J’ai lu les 100 premières pages, mais déjà à la 20e page, j’avais envie de me taper la tête contre le mur, tellement j’étais sidéré, choqué et en même temps conforté parce que ce sont des choses que nous, de «Mom sa rew», avons tellement dénoncé. Mais, je pense que c’est un scandale. Ce livre me révèle que la gendarmerie en tant que telle n’existe pas. D’après ce que j’ai lu, la gendarmerie s’est finalement transformée en une société de raquette, de corruption. C’est ce qu’il dit dans le livre. Il y a la police qui était dans des affaires de trafic de drogue, celui qui dénonce cela, on l’écarte, on le sanctionne. Aujourd’hui, on dit que la gendarmerie est pire, ils font des trafics en tout genre, ils font des deals avec la rébellion. Soit la gendarmerie étant complice des rebelles, c’est un rebelle, soit la rébellion n’existe pas. Parce qu’on ne peut se rebeller contre un oppresseur et recevoir de l’argent de ce même oppresseur. Cela veut dire que la rébellion casamançaise, c’est du vent. C’est cela que j’apprends dans ce livre.

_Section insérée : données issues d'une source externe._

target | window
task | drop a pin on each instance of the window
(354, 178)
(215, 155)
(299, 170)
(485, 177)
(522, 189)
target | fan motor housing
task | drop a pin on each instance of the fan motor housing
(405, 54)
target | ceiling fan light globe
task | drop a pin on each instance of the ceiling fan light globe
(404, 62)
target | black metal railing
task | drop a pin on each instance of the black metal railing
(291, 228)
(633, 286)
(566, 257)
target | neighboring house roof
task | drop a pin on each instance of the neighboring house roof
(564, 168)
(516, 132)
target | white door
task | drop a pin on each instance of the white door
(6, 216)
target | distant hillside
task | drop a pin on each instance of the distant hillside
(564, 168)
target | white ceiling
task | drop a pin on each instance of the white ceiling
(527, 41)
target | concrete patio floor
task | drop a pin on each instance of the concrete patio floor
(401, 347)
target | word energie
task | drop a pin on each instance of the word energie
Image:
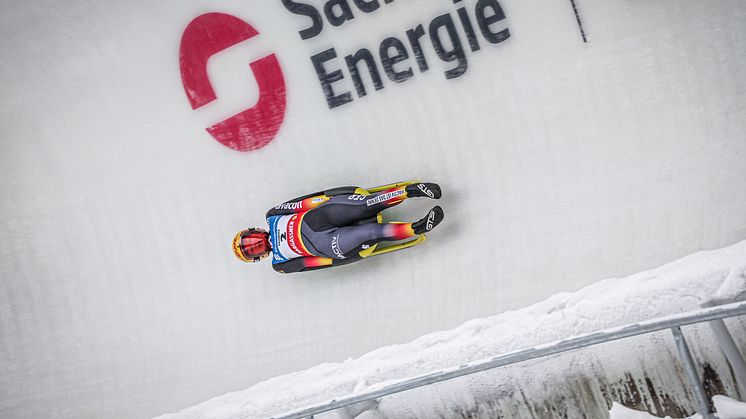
(395, 57)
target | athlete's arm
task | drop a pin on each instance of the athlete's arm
(310, 201)
(311, 263)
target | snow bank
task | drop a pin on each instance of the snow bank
(684, 285)
(728, 408)
(725, 407)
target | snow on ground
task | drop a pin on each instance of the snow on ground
(684, 285)
(725, 407)
(728, 408)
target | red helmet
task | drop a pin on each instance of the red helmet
(252, 245)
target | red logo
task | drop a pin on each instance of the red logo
(252, 128)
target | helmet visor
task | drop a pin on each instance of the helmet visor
(254, 244)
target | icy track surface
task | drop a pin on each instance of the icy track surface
(684, 285)
(562, 162)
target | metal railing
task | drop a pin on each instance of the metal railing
(713, 315)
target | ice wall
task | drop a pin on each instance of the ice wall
(562, 162)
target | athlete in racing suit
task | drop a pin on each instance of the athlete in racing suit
(333, 227)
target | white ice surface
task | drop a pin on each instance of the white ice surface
(684, 285)
(561, 162)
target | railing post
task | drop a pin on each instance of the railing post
(732, 354)
(691, 371)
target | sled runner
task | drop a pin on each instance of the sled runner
(377, 249)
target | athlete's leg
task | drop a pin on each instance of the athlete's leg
(344, 210)
(349, 241)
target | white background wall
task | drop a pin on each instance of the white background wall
(562, 163)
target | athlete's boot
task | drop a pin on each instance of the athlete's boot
(430, 190)
(433, 218)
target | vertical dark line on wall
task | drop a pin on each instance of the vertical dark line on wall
(580, 23)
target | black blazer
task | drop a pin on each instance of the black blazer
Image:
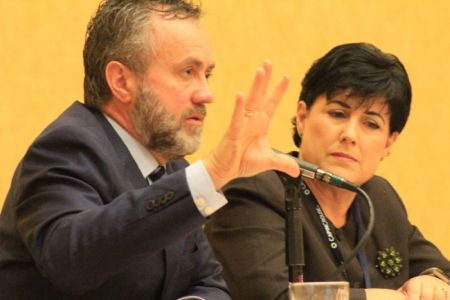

Et comment appréciez-vous l’évolution de cette affaire avec le groupe parlementaire de la majorité qui réclame l’audition des personnalités citées dans le livre ?
Oui, il faut les auditionner. Il faut qu’on juge les gens, qu’il y ait des sanctions. Ce qui a été révélé est extrêmement grave. Ces affaires-là font ressortir au grand jour l’inanité de nos Etats, cela nous montre que nous ne sommes rien du tout. Effectivement, ceux qui profitent de ce système vont tout faire pour que cela ne sorte pas. Ils vont étouffer l’affaire, même s’il y a des sanctions, ça sera contre une ou deux personnes. Chaque jour, il y a un scandale, c’est devenu la norme. C’est la République des scandales. Demain, il y aura autre chose et les grns vont oublier cette histoire-là.